Здесь Schönberg чувствует совершенно определенно, что величайшая свобода, без которой искусство задыхается, как без воздуха, не может быть абсолютной. Определенная мера этой свободы отмерена для каждой эпохи[438]
. Свобода, или богатство средств выражения, не отмеривается беспредметно, но находится в полном соответствии с той задачей, с тем воплощением, которое в данную эпоху должно совершиться, в чем и сказывается закон внутренней необходимости этой именно эпохи. Самая безграничная сила гения не может перескочить через границы именно этой[439] свободы. Но, с другой стороны, именно эта[440] мера должна быть и будет каждый раз исчерпана — как бы упрямый воз ни упирался! Исчерпать эту свободу и есть задача Schönberg'a[441]. Его музыка вводит нас в новую область, где музыкальные переживания не ограничиваются ценностью акустической, но обладают и чисто духовными. Тут — начало «музыки будущего».Приложение № 6
Приложение № 6
(ср. примеч. 36 к нашему изданию русской версии 1910 г.). Новый текст в немецких изданиях (П), переведенный и частично расширенный Кандинским в русских вариантах, подготовленных для издания Ангерта (А). Приводится по русской версии 1914 г. (А).Центр тяжести живописи Матисса, как благодаря его личному дарованию, так и вследствие его французского специально и преимущественно колористического таланта, лежит в области краски. Подобно Debussy, он далеко не всегда в силах быть свободным от условной красоты: импрессионизм у него в крови. Поэтому среди его картин, часто одаренных большой внутренней жизненностью и вызванных волею внутренней необходимости, встречаются и такие, которые создались преимущественно благодаря внешним побуждениям, чисто внешним раздражениям (как часто вспоминается при этом Manet!)[442]

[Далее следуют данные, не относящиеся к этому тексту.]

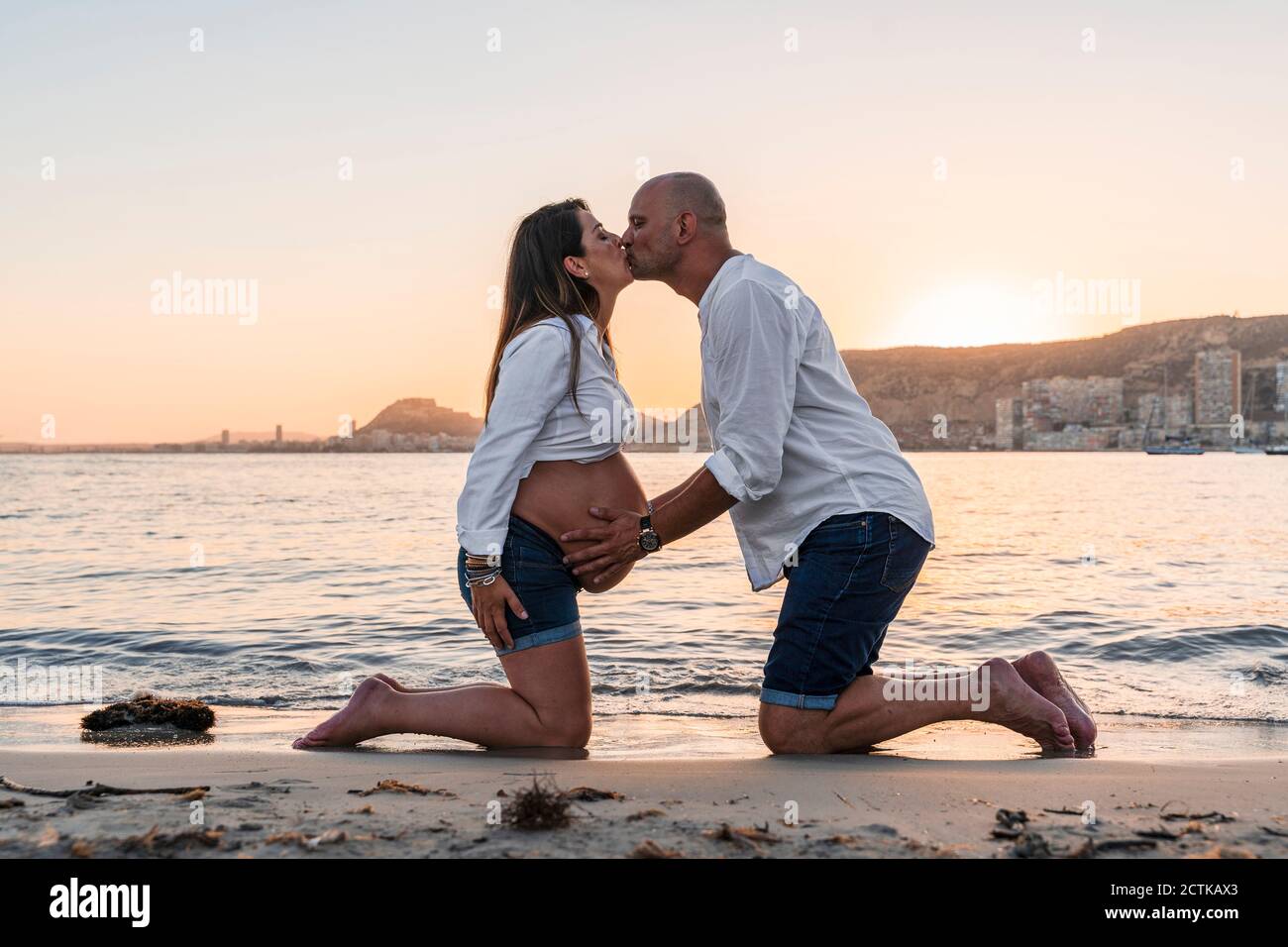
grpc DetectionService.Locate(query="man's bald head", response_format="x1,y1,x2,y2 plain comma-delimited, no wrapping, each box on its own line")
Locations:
622,171,729,282
639,171,728,231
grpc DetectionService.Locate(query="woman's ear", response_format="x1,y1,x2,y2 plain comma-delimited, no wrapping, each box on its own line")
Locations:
564,257,590,279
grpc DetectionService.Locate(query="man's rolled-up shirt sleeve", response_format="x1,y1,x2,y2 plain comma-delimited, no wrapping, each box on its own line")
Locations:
704,281,802,501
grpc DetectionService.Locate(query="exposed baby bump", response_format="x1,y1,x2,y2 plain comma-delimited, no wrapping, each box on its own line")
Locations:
512,454,648,592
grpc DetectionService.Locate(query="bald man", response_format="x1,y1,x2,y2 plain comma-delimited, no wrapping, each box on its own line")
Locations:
561,171,1095,753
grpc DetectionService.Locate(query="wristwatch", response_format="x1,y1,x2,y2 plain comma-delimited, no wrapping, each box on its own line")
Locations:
640,504,662,553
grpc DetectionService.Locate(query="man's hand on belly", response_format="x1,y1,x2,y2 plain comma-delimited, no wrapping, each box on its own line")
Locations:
559,506,644,585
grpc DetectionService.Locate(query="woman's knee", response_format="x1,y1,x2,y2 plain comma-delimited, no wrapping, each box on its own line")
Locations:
542,707,591,750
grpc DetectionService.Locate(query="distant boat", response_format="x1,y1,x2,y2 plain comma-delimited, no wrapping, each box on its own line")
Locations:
1145,445,1203,454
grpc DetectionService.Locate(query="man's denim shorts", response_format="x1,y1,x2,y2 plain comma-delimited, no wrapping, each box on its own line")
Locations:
760,511,931,710
456,515,581,655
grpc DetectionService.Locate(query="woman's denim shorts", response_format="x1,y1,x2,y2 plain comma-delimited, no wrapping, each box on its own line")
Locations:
456,515,581,655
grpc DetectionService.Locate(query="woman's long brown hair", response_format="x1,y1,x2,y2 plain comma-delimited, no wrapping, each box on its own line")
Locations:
483,197,612,419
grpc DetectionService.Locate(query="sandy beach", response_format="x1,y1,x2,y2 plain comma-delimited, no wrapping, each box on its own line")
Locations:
0,707,1288,858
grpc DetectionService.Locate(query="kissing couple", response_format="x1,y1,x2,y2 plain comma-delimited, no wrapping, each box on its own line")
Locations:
293,171,1096,754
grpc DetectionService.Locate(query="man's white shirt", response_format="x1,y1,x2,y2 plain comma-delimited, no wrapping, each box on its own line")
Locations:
698,254,935,591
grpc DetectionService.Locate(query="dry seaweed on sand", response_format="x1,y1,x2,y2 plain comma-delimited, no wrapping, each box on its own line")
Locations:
0,776,210,798
564,786,626,802
501,776,574,830
81,694,215,733
121,826,224,854
702,822,782,854
1158,802,1239,822
349,780,456,798
630,839,684,858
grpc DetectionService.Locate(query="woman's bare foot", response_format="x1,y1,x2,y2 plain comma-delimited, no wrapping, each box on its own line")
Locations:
983,657,1074,750
371,674,411,693
291,678,394,750
1012,651,1096,750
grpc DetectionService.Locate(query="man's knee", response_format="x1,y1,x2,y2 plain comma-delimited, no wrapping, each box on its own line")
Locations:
760,703,827,754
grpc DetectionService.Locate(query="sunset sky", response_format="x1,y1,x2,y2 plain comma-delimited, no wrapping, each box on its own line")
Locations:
0,0,1288,442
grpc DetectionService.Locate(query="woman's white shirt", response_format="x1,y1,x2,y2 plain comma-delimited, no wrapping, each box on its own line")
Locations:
456,314,635,556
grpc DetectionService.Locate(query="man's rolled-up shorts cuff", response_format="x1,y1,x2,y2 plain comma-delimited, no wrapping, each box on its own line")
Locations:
492,618,581,655
760,686,840,710
703,447,750,501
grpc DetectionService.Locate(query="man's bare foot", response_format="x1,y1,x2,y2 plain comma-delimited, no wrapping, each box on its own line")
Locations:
1012,651,1096,750
291,678,394,750
982,657,1074,750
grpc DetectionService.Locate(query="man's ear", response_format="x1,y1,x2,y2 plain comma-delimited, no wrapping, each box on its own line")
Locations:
675,210,698,244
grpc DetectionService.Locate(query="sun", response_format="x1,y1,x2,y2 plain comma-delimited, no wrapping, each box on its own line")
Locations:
896,283,1060,347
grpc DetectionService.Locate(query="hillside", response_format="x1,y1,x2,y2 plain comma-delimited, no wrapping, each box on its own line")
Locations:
356,398,483,437
841,316,1288,446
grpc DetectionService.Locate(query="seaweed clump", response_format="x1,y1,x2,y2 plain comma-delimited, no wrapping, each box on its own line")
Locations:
81,694,215,733
503,777,572,830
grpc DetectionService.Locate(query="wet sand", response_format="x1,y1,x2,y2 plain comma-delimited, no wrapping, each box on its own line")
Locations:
0,707,1288,858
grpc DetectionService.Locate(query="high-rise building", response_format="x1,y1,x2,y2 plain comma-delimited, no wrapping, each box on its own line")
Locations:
1190,347,1243,424
995,398,1024,451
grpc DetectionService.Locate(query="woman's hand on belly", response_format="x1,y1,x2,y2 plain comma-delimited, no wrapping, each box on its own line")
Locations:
511,453,648,594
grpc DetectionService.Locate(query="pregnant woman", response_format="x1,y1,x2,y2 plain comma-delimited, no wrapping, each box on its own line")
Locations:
293,200,651,749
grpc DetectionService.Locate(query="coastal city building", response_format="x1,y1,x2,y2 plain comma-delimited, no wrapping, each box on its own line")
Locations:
1194,347,1243,424
996,398,1024,451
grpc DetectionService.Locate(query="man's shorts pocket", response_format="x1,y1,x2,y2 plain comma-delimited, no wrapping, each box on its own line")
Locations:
881,513,930,592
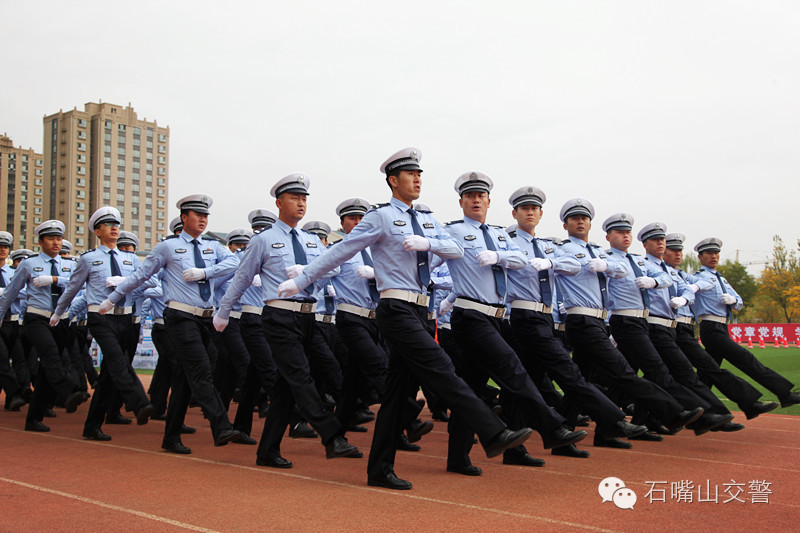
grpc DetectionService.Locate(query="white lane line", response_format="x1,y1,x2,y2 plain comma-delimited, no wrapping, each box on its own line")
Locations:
0,477,219,533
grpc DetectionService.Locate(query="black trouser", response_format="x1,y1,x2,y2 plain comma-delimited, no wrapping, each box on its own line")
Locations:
84,313,149,430
608,314,710,423
256,307,342,457
24,313,78,423
648,324,731,415
0,322,21,396
367,298,506,476
447,307,566,465
700,320,794,399
675,324,761,414
511,309,624,433
164,308,232,442
148,323,175,415
566,314,683,424
336,311,389,427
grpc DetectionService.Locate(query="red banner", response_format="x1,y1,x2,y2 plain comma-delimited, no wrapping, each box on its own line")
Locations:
728,324,800,345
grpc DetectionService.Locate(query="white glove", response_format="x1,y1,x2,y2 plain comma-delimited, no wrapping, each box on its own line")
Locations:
669,296,689,309
211,315,228,333
183,268,206,281
97,298,114,315
106,276,126,287
439,298,453,316
403,235,431,252
356,265,375,279
278,279,300,298
589,257,608,272
286,265,306,279
530,257,553,272
478,250,500,266
33,276,53,287
633,276,656,289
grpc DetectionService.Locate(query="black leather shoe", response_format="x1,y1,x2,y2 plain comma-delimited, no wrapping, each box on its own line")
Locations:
236,431,258,446
667,407,705,433
711,422,744,433
397,433,422,452
503,445,545,467
161,442,192,455
542,426,588,450
214,429,242,446
256,455,292,468
325,435,364,459
106,412,133,426
406,418,433,442
64,391,83,413
136,403,155,426
83,428,111,441
289,422,317,439
8,394,25,411
744,401,778,420
594,437,633,450
628,431,664,442
550,444,589,459
25,420,50,433
781,391,800,407
367,472,412,490
447,465,483,476
686,413,733,437
484,428,533,457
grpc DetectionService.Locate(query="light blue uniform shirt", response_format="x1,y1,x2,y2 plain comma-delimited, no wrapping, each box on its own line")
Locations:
108,231,235,309
296,198,464,294
445,217,529,304
217,220,339,319
606,248,672,311
694,267,743,318
0,252,75,317
331,244,378,309
507,228,581,307
556,237,630,309
56,244,141,315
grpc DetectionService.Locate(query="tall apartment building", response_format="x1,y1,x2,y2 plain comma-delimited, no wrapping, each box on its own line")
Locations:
43,102,169,252
0,134,47,249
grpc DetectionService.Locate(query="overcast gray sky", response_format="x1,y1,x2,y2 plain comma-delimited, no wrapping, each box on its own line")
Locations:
0,0,800,272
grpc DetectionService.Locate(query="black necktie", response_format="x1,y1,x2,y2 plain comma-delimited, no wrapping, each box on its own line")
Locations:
50,257,64,311
533,237,553,307
661,261,678,298
625,254,650,309
714,272,733,320
480,224,506,299
361,250,381,303
192,239,211,302
586,243,608,309
408,207,431,287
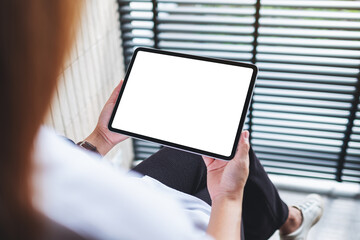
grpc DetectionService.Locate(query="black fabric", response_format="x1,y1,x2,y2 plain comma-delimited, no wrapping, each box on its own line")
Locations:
133,145,288,240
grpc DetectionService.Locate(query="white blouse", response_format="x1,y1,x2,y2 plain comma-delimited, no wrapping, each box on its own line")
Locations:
34,127,211,240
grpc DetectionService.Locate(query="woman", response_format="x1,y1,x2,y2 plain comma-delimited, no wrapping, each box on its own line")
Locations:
0,0,322,239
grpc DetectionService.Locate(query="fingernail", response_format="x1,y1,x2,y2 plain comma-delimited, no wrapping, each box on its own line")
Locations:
244,131,249,142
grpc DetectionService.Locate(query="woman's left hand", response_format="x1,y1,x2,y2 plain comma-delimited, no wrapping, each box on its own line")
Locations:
85,80,128,156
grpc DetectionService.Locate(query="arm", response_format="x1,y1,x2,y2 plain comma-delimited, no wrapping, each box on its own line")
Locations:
80,81,128,156
203,131,249,239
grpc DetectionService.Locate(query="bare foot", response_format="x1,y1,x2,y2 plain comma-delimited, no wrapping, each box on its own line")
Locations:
279,207,303,235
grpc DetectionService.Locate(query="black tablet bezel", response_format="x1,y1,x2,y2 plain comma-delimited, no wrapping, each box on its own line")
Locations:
108,47,258,160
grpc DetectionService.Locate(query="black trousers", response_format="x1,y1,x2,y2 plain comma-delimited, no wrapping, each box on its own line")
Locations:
133,148,288,240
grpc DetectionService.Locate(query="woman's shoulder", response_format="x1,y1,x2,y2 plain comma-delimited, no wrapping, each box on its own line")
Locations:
34,128,211,239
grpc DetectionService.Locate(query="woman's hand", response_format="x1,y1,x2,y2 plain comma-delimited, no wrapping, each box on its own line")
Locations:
203,131,250,239
203,131,250,202
85,80,128,156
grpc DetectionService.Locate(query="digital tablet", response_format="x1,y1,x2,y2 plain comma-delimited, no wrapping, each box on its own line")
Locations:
108,48,257,160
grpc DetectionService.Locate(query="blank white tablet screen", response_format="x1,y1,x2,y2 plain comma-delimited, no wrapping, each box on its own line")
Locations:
112,51,253,156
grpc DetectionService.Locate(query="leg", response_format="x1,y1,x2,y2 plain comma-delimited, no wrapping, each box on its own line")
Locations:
133,148,210,203
243,148,289,240
133,145,288,240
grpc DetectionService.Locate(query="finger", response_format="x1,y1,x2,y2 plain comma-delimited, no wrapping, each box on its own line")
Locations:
202,156,215,167
108,80,124,103
235,130,250,156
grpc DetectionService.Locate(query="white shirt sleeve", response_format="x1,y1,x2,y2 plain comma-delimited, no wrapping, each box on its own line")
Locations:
34,128,210,240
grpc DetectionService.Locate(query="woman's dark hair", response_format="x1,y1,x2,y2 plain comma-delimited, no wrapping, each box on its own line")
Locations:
0,0,81,239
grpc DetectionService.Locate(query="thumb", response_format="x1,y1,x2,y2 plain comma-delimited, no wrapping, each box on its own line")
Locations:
235,130,250,158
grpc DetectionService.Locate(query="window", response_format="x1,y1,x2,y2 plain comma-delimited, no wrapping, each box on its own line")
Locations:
118,0,360,182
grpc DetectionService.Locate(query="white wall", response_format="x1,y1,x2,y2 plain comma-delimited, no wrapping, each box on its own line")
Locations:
46,0,132,166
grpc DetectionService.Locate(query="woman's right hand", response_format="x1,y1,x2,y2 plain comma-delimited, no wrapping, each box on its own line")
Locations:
203,131,250,202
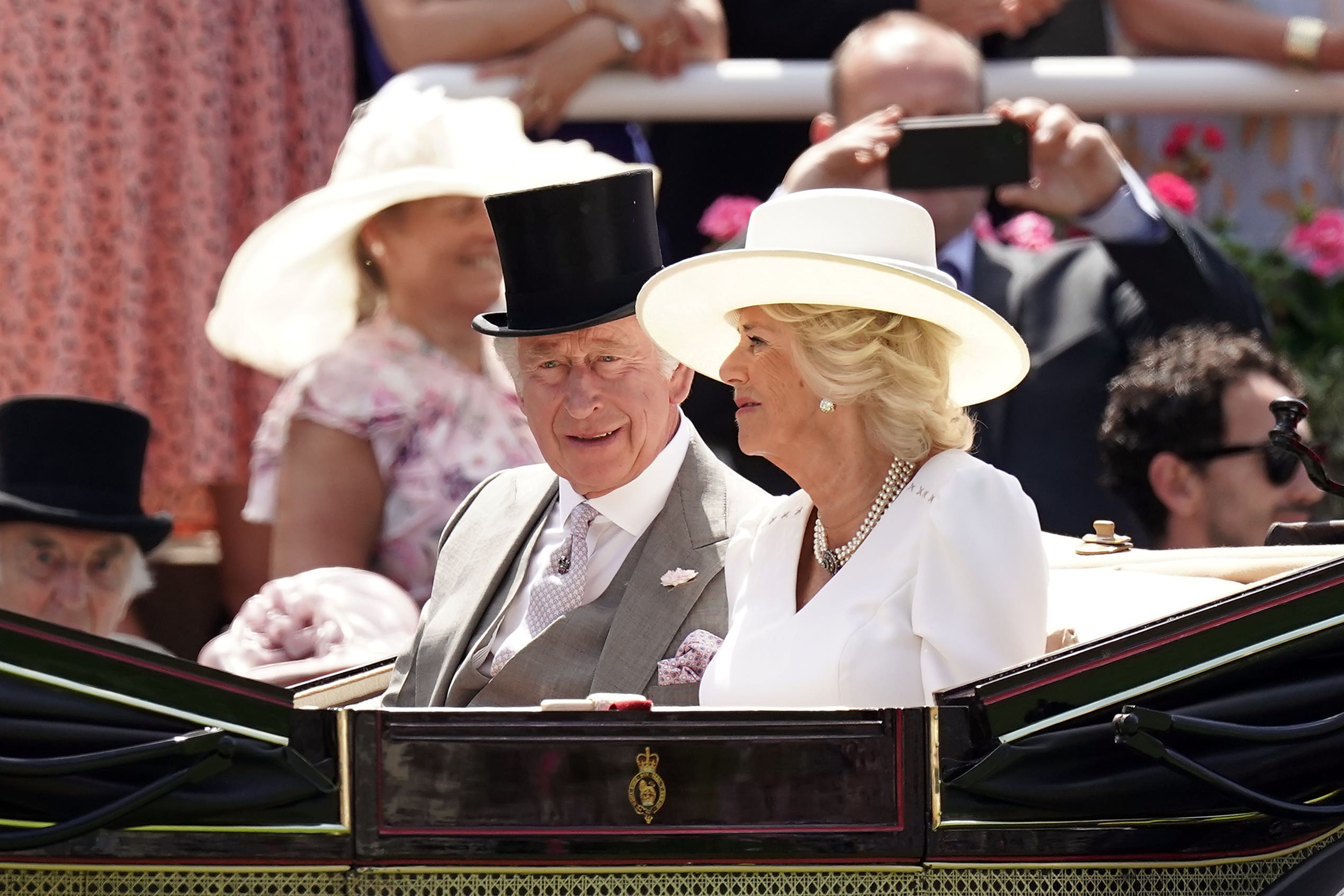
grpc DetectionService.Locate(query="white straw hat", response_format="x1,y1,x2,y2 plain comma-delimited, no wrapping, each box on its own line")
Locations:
205,79,648,376
635,190,1029,407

и которые живут вследствие этого главным образом, а то и исключительно, внешней жизнью внешней декоративности[443]. В этих случаях специфически французская утонченная, гурмантная, чисто мелодически звучащая красота живописи стремится к высотам заоблачного холода[444]. Тут открываются пути к поучительной объективизации искусства, где художник является не более как тайным и скрытым от глаз инструментом, а самое произведение представляется как бы упавшим в готовом виде с неба: биение пульса художника в произведении больше не слышится, оно оживляется собственным пульсом. Глядя на дерево, мы не думаем о скрытых, вызвавших его к жизни и определивших его готовую форму условиях. Мы воспринимаем его как самостоятельно и собственным пульсом живущее в мире существо, как бы изолированное от других существ мира. Сидя в трамвае, мы видим меняющийся ряд фигур и лиц или отдельных человеческих существ, разделенных друг от друга пропастями собственной судьбы, отграниченных друг от друга резкими гранями объективного существования. Эти двигающиеся в одном и том же вагоне люди одной и той же страны, одного и того же города настолько же различны между собою, насколько различаются друг от друга попавшие в одинаковые клетки одного и того же зоологического сада лев, жираф, слон, обезьяна, медведь, зебра и морж. Каждое из таких существ представляет из себя законченную, до крайних пределов красоты приспособленную единицу. Если французская живопись вообще, и живопись Матисса в частности, только постоянно стояла на пути, но никогда не достигала такого щемящего сердце совершенства, то это объясняется вечно присущим этой нации тормозом — уклонением в сторону внешней красивости краски и отсутствием способности к объективно-углубленному рисунку.Этим объясняется и крайняя схематичность и в значительной мере придуманность переживаемых нами французских попыток в области рисунка, а также и его суммарной формы — конструкции (например, кубизм). Замечательно, что самым последовательным и энергичным изыскателем в этой области является испанец Picasso[445]
. Он, естественно подлежа испанско-мавританской меланхоличности, как бы освещенной грустью позднего солнца, никогда, однако, не подпадает под внешнее обаяние чисто французской красоты, хотя корни его искусства следует искать на парижской почве.